Importante marco regulatório da contabilidade
pública brasileira, a Lei de Responsabilidade Fiscal (LRF) (Lei Complementar nº
101, de 4 de maio de 2000) completou 20 anos de vigência no início do mês de
maio. Esse fato nos leva a refletir sobre sua importância histórica durante
essas duas décadas, desde aquele Brasil da virada do século, com sua luta
contra o desarranjo das contas públicas, à atual flexibilização da aplicação da
Lei, diante do quadro de grave crise econômica provocada pela pandemia de
Covid-19.
A Lei foi aprovada pelo Congresso Nacional e
sancionada pelo então presidente da República, Fernando Henrique Cardoso, com a
finalidade de substituir um prolongado desarranjo fiscal por um novo modelo de
finanças públicas. Especialistas na área afirmam que, assim como a Lei nº
4.320/1964, a LRF representou um “ponto de inflexão” no desequilíbrio das
finanças públicas no Brasil.
Durante o ato de sanção da LRF, Fernando Henrique
Cardoso disse que a nova Lei representava uma "mudança de mentalidade, de
práticas e de valores" e que ela era “um sinal de novos tempos". Mas,
passados 20 anos do início da vigência da Lei, há quem diga que o Brasil ainda
não conseguiu consolidar totalmente a importância da responsabilidade fiscal
entre os gestores públicos.
Controvérsias à parte, o fato é que são vários e
inegáveis os avanços trazidos pela LRF no sentido de disciplinar a gestão dos
recursos e de limitar a ação dos gestores; de dar transparência à sociedade
sobre os assuntos fiscais da administração pública, por meio da emissão de
relatórios e da divulgação anual das contas; e de estimular o controle social
do orçamento público em seus vários níveis.
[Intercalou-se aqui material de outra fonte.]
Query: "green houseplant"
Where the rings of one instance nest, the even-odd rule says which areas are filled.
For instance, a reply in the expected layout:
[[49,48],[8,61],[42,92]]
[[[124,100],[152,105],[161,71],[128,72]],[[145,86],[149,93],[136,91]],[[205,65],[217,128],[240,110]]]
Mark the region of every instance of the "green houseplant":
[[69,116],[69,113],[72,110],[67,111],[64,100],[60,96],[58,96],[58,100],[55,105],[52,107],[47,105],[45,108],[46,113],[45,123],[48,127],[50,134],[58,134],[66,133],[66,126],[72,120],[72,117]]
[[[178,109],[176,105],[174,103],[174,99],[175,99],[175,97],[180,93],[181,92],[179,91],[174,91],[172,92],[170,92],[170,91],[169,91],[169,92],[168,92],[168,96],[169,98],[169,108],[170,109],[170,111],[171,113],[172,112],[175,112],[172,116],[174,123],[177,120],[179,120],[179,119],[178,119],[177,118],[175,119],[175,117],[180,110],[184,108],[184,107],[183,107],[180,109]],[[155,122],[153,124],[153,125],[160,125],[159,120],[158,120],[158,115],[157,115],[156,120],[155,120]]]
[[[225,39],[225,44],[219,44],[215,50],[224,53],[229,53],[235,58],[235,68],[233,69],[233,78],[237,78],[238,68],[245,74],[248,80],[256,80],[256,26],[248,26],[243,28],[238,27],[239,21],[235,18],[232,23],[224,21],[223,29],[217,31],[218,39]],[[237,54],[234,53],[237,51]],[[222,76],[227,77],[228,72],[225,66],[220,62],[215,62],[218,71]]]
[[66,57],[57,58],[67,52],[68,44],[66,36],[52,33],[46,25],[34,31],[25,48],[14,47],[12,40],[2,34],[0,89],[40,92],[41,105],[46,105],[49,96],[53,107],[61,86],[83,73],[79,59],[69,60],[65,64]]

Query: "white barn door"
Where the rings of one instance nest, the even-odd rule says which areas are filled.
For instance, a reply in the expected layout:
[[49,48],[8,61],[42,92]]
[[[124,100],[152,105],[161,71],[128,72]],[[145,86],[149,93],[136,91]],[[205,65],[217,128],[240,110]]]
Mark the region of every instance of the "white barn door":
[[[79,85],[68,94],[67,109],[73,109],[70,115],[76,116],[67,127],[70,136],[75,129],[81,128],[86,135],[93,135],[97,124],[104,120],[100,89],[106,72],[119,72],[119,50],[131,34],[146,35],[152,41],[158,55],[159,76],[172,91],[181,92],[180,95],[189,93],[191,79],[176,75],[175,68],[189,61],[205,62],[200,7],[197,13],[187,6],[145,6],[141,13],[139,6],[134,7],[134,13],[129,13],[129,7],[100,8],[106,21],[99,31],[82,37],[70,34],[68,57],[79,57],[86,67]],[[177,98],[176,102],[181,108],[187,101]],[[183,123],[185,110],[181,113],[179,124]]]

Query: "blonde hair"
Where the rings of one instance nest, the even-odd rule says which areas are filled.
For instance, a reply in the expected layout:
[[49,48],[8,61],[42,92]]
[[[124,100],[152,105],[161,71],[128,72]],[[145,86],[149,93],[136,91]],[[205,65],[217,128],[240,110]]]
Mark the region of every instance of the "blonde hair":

A defesa dos cidadãos, inclusive, está na base do
que poderíamos chamar de cultura da responsabilidade fiscal, que se caracteriza
pela adoção de práticas, por parte da administração pública, que busquem a
solidez, o equilíbrio e a sustentabilidade das contas públicas, com ações
planejadas e transparentes e ampla publicidade dos atos ligados à arrecadação
de receitas e à realização de despesas.
A LRF atribuiu novas funções à contabilidade
pública, conferindo-lhe um caráter mais gerencial, com o controle orçamentário
e financeiro. De modo geral, a contabilidade ganhou relevância com a LRF, e
isso me faz lembrar das sábias palavras de um grande mestre, o saudoso
professor Antônio Lopes de Sá, que disse certa vez: “Só não entende o valor da
Contabilidade quem não possui cultura atualizada para compreender que é esta a
ciência que pode ensejar modelos e comportamento da riqueza”.
Embora imperfeita – alguns artigos foram
considerados inconstitucionais e outros, ignorados por gestores públicos –, a
LRF trouxe válvulas de escape que permitiriam a sua flexibilização, em
situações de calamidade pública e com o Produto Interno Bruto (PIB) crescendo
abaixo de 1%. Diante do colapso econômico provocado pela imprevisível pandemia
de Covid-19, essas válvulas foram acionadas e confirmadas pelo Supremo Tribunal
Federal (STF).
Na situação atual, a flexibilização das regras
impostas pela Lei, para a adoção de medidas urgentes de enfrentamento à
calamidade na saúde pública, é uma atitude necessária e sensata.
Porém, no horizonte pós-pandemia, a
responsabilidade fiscal será mais necessária do que nunca. A projeção da
Secretaria do Tesouro Nacional (STN) - considerando a forte queda do PIB,
aliada ao aumento inevitável, ainda que temporário, do déficit nas contas públicas
brasileiras, que pode chegar a 9% do PIB em 2020 - é que o endividamento
público ultrapasse 90% do PIB.
Em meio às sérias batalhas que estamos hoje
enfrentando para combater a tragédia humana provocada pela pandemia de
Covid-19, proponho uma reflexão sobre uma fala do economista John Maynard
Keynes, proferida em fevereiro de 1943, ao Parlamento britânico: “O futuro será
o que escolhermos para fazê-lo. Se o abordamos com medo e timidez, teremos o
que merecemos. Se marcharmos com confiança e vigor, os fatos responderão. Seria
uma coisa monstruosa reservar toda nossa coragem e força de vontade para a
Guerra e então, coroados com a vitória, abordarmos a Paz como um bando de
derrotistas falidos.” (KEYNES, 1982, p. 260, tradução livre).